Reinforcement Learning Domain

Parameter Space Search: 16,17 explore stochastic search in policy parameter space
Policy Gradient Connections: 18,19 establish connections between policy gradients and stochastic search
Evolution Strategies: 20,21 provide comprehensive surveys connecting RL and ES techniques

Positioning of This Work

This paper provides the first broad perspective connecting gradient-free methods in both TO and RL, filling the gap of a unified theoretical framework.

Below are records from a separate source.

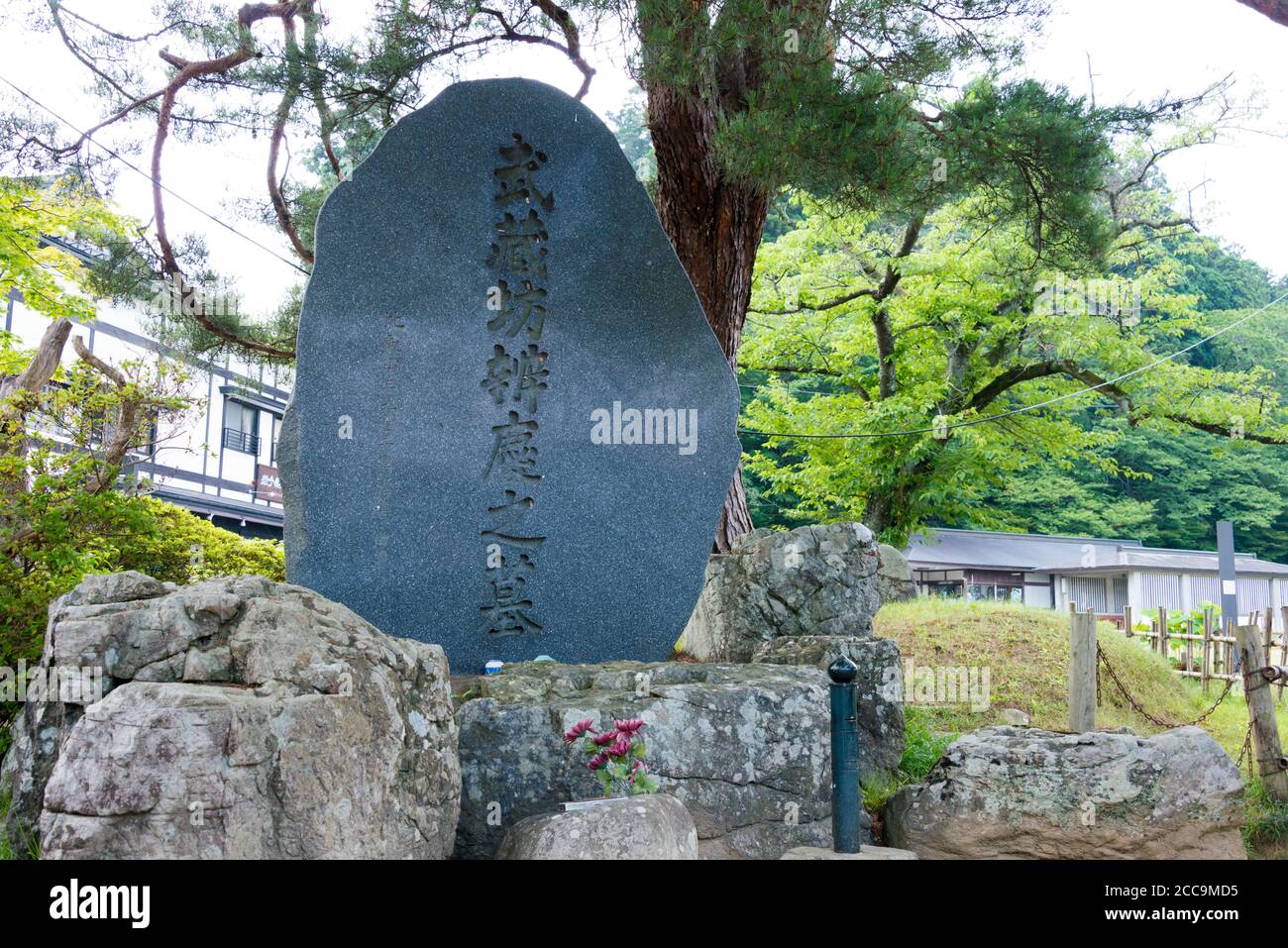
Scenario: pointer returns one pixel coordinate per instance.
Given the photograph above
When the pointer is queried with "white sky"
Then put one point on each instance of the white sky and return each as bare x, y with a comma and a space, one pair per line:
1138, 51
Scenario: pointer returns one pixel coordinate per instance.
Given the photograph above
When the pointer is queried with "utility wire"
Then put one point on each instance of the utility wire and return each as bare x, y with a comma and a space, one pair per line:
140, 170
741, 430
1026, 407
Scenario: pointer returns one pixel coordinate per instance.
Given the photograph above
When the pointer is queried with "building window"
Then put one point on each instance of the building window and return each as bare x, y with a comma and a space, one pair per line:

Conclusions and Discussion

Main Conclusions

Unified Framework Effective: Stochastic search perspective successfully unifies multiple zero-order algorithms in TO and RL
Theory Guides Practice: Unified understanding enables design of new competitive algorithms
Value of Stochasticity: Theoretically explains the mechanism by which stochastic algorithms escape local minima
Practical Validation: Verifies framework and new algorithms' effectiveness on multiple robotic tasks

Limitations

Asymptotic Convergence: Global convergence guarantees are only asymptotic, with limited practical significance
Curse of Dimensionality: Sampling methods still suffer from the curse of dimensionality
Hyperparameter Sensitivity: Temperature parameter, step size, etc. require careful tuning
Constraint Handling: Current framework primarily addresses unconstrained optimization

Future Directions

Constrained Optimization: Extend to constrained zero-order optimization
Global Solution Search: Develop more effective global solution search methods
Adaptive Parameters: Automatically tune temperature, step size, and other hyperparameters
Theory Refinement: Provide stronger theoretical guarantees for stochastic smoothing

In-Depth Evaluation

Strengths

Outstanding Theoretical Contribution: Provides the first unified theoretical framework for zero-order optimization in robotics
Mathematical Rigor: Derivations are rigorous and theoretical analysis is thorough
Practical Guidance Value: Theoretical insights directly guide new algorithm design
Comprehensive Experiments: Covers multiple benchmarks in both TO and RL domains
Writing Clarity: Complex theory is expressed clearly and is easy to understand

Weaknesses

Limited Novelty: Primarily reinterprets existing algorithms; original algorithm contributions are relatively limited
Experimental Scale: RL experiments only tested on MuJoCo environments, lacking more complex robotic tasks
Theory Gap: Global convergence theory for stochastic smoothing is not as complete as SPSA
Practical Limitations: Some theoretical results (e.g., asymptotic convergence) have limited practical value

Impact

Academic Value: Provides important theoretical unification for the robotics optimization domain
Educational Significance: As a tutorial paper, has good educational value for students and researchers
Method Inspiration: Unified framework may inspire more new algorithm designs
Cross-Domain Connection: Promotes communication and collaboration between TO and RL communities

Applicable Scenarios

Non-smooth Optimization: Robotic control problems involving contact and collision
High-Dimensional Optimization: Neural network policy parameter optimization
Parallel Computing: Scenarios with abundant parallel computing resources
Exploratory Research: Complex optimization problems requiring escape from local minima

References

The paper cites 51 related references, primarily including:

Optimization Theory: 1 Conn et al. on derivative-free optimization, 12 Nesterov on stochastic smoothing
Robotics Applications: 2,3 recent sampling MPC applications, 4,5 RL successes in robotics
Classical Algorithms: 8 CMA-ES, 10 MPPI, 11 REINFORCE
Theoretical Foundations: 22 Spall's SPSA, 27 MCMC methods

Through a unified perspective of stochastic search, this paper successfully connects seemingly different optimization methods in robotics, providing not only important theoretical insights but also guiding new algorithm design. While somewhat limited in algorithmic originality, its theoretical unification value and educational significance make it an important contribution to the field.